January 18, 2018

DOGS: HYPER DALMATIAN HAS EYES ON HOLLYWOOD



"If you wanted a calm animal, why on earth did you get a Dalmatian?" my veterinarian asked the day I consulted her about my dog's hyperactive personality.

Pepper, I had told him, has some really annoying habits, one of them being trail blazing. The way our lawn looks, crisscrossed from fence line to fence line, you'd think there was a herd deer out there instead of one spotted dog with an obsession for jogging. 

Next to running, what Pepper likes best is excavating.
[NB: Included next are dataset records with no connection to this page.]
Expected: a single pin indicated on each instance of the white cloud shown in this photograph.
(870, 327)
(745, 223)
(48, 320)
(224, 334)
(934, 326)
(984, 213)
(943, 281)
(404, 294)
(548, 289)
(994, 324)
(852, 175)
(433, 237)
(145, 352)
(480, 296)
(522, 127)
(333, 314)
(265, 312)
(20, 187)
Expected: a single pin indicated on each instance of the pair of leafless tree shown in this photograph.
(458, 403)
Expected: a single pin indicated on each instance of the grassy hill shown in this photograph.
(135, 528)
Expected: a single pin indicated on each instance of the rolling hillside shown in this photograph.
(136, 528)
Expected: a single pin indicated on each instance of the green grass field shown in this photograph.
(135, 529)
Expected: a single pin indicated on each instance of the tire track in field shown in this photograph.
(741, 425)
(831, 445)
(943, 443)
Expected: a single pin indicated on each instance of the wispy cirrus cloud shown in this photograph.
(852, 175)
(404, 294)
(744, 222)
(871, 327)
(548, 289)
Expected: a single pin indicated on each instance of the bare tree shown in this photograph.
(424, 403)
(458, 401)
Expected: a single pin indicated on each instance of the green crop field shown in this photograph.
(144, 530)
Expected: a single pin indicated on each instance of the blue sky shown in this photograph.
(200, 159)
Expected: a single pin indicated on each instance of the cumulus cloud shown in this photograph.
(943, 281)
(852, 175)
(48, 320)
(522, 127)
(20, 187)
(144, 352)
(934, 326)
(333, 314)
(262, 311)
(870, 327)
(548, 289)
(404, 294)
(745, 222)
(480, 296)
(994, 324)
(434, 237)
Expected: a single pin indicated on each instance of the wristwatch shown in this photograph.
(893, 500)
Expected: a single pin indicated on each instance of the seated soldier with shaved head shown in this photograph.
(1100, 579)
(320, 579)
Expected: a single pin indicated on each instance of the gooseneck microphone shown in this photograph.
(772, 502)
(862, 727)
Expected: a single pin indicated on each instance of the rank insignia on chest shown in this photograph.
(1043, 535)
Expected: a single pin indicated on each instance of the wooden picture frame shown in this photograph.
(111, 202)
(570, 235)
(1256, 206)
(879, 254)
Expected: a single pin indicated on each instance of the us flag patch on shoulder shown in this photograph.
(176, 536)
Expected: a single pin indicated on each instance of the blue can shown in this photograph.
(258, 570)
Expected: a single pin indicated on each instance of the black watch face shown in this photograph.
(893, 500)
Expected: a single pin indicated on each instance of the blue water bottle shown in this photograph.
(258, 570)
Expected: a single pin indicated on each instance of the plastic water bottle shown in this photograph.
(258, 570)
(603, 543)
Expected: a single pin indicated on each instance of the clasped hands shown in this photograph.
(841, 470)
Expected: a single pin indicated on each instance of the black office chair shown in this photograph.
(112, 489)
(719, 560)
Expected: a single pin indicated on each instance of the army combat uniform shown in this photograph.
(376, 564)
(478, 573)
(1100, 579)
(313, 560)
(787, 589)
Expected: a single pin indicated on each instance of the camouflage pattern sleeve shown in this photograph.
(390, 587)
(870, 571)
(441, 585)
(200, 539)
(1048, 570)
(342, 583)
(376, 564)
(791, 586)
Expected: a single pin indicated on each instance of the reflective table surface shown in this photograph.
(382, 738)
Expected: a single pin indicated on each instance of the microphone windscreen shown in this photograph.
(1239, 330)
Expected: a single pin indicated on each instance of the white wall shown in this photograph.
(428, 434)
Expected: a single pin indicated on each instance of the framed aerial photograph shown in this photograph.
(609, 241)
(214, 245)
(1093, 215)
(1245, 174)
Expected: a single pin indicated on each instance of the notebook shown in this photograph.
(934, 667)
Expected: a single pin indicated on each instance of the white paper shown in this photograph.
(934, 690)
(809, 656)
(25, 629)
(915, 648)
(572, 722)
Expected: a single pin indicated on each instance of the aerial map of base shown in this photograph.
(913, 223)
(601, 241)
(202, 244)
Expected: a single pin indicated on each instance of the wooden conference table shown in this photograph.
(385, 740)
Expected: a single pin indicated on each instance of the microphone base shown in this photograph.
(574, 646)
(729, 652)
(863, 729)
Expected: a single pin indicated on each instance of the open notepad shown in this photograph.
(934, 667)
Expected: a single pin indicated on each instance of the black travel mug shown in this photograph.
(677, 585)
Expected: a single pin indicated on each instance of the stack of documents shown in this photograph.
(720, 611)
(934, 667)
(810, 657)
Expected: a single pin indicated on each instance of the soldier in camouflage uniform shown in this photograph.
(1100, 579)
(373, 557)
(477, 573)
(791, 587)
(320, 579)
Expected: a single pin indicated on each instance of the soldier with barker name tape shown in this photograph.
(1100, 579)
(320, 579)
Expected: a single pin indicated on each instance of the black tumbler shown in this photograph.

If I had a dime for every hole that creature's dug, I could buy a dog run with a sterling silver lock.

She has taken over our moonscape of a backyard. It's my territory, she says in the kind of bass voice that would be unbecoming to a female of any other species, and nobody better forget it. Especially no body belonging to a meter reader better forget it.

And she means it! Day after day Pepper keeps a watch out for the electric-meter reader so that when he finally comes by she can engage him in a little over-the-fence conversation. A little over-the-fence conversation goes like this:  "If you even look like you're going to come in here and read this meter, I will personally see to it that no one ever again accuses you of having a nose."
 
Actually, noses are not Pepper’s favorite food. What she really likes are sleeping bags, imported leather boots, irreplaceable wooden antiques, and table scraps. Her definition of table scraps is anything she grabs off your plate when you're not looking.

I tell you, you don't want an animal in the house around meal time, who is big enough to reach the middle of the table, from a standing position.  Once Pepper made off with a whole pot roast on a night when we had important guests. It was not a pretty sight the way she swallowed it whole right there in front of everyone without even so much as a thank you or comment on how delicately it was seasoned.

"What your dog lacks in manners, she makes up for in chutzpah," my husband's boss said as our pet licked her lips and belched before turning tail to go look for a stick of chewing gum.  Of course I didn't know she was looking for gum at the time, but there was no mistaking that she finally found it. I now have an expensive calfskin purse with an easy access hole.

One of the hardest things we've had to adjust to, since we plucked a tiny black and white puppy from a breeder’s kennel with the mistaken delusion that here was a helpless little creature we needed to save from Walt Disney's Cruella De Vil, is our dog's ungrateful attitude.

Instead of loyally sticking around to repay us for our hospitality by playing her designated role as man's faithful companion and protector of his property, that self-centered animal heads off to California every time she gets out. It's downright disgusting the way she looks back over her shoulder as if to say, "Maybe I'll see you around sometime, Chumps," and then makes like a locomotive for the West Coast.

My kids all say Pepper wants to go to Disneyland. But I know what she really has in mind. So far I've always been able to catch up with her before she reached Hollywood to audition for the next 101 Dalmatians sequel.